I remember seeing games doing actor-like things with message passing on a single thread way back in '02. You could "broadcast" a "damage" message and all the actors that were in the hit region would handle it in however they saw fit. Great way to force decoupling.
Concurrency is somewhat orthogonal(although a nice-to-have), it's more about not doing things that run counter to your hardware.
Over in the games space we don't have the advantage of scaling wide on multiple machines so a couple things that sound heretical are there for good reason.
>You could "broadcast" a "damage" message and all the actors that were in the hit region would handle it in however they saw fit. Great way to force decoupling.
This is great for simple games but it gets hairy really quickly for larger games and it can easily become a mess. There are a few event/callback driven game engines out there and a lot of the most popular AAA game engines provide some kind of event subscription model (I think UE does it, at least, but I never really used it much).
The biggest problem is with figuring out who is in charge of what. Let's say I broadcast the event "player attacks enemy", then the enemy has to receive that event and respond with "enemy plays hurt animation" then "enemy plays dead animation" "enemy broadcast death" and then "player plays acquire XP animation" "player broadcasts level up" etc etc. The order can easily become a mess. And then "player attacks enemy" and "enemy evades attack" and "player plays missed animation" etc etc...
It really becomes very messy for big games, especially if you want to build an game engine entirely based on the broadcasting of events. I think Angel-Engine, now called Angel2D iirc, was mostly based on that and it worked fine for small scale stuff but easily become a mess.
It certainly is easy to understand the logic behind the game that way, it's great for small indie games or game competitions/prototypes, though.
Yeah, I'm trying to remember where I saw it(definitely wasn't UE3, that engine is the definition of tight coupling). It may have been for inter-component communication inside a single entity for a cleaner ECS.
I did read a bit on that, and tried to implement a simple game on it. What I've learned is:
a) it seems to be vapourware; there are some blog posts about it and examples floating around, but that's pretty much it
b) it seems to make sense only for MMO games, which are glorified interfaces to database tables anyway - hence the ECS model, which is about treating your game design as a database problem - fits it well
c) experienced people I talked about think this is a stupid approach, for reasons I'm probably too dumb to understand (except the efficiency ones)
d) in games that are not database-like MMOs, it's getting very hard to figure out what should be a component or a system, how many systems should you have, etc. etd.
e) it seems to seriously complicate implementing game logic - you end up spreading code that belongs together across many different "systems"
Most modern engines, as far as I know, implement a component-driven approach. You can see it in pretty much any kind of public engine like UE or Unity and it works really well. Composition over inheritance any day. I don't really see why you claim that it seems to be vaporware, considering it's one of the most implemented types of game engines currently.

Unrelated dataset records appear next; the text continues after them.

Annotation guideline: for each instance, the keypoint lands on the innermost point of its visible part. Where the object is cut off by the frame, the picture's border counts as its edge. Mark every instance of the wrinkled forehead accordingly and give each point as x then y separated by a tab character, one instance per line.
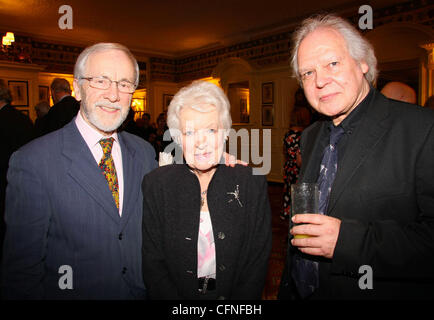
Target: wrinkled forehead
319	41
110	63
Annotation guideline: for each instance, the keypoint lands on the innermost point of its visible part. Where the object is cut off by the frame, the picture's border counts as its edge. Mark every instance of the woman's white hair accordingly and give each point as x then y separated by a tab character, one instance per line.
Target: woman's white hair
358	47
195	96
80	64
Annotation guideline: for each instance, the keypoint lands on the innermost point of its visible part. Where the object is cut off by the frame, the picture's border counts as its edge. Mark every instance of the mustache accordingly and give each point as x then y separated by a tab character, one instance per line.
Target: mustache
108	104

It is true that there are some degrees of limitations and implementations that different game engines go through and none of them is a 100% pure CES engine (something like http://www.chris-granger.com/2012/12/11/anatomy-of-a-knockou... ), where all systems are separated from the components and the entities containing them. Usually you'd have sets of components and systems and whatnot and different hierarchies, but the gist of it is still a Component-driven system.
> It is true that there are some degrees of limitations and implementations that different game engines go through and none of them is a 100% pure CES engine
One thing I vividly remember from learning about ECS is that the main sources on it repeatedly remind you that what UE or Unity do is not ECS, and that the way they understand the concept of "Entity" and "Component" is different. Entity Component System is not what UE or Unity do.
I'm developing NullAwesome[0] with an entity component approach, and so far it seems to be going rather well.
Using an ECS for game design actually has enormous advantages when you are coding a high-performance game in a language like C or C++: you can lay out the components of the entities however you want, so that systems on the hot path have access to as many components as they'll need without blowing the data cache. I'm not actually doing that for this game, but still, it has advantages outside of just MMOs.
Concurrency is somewhat orthogonal(although a nice-to-have), it's more about not doing things that run counter to your hardware.
Over in the games space we don't have the advantage of scaling wide on multiple machines so a couple things that sound heretical are there for good reason.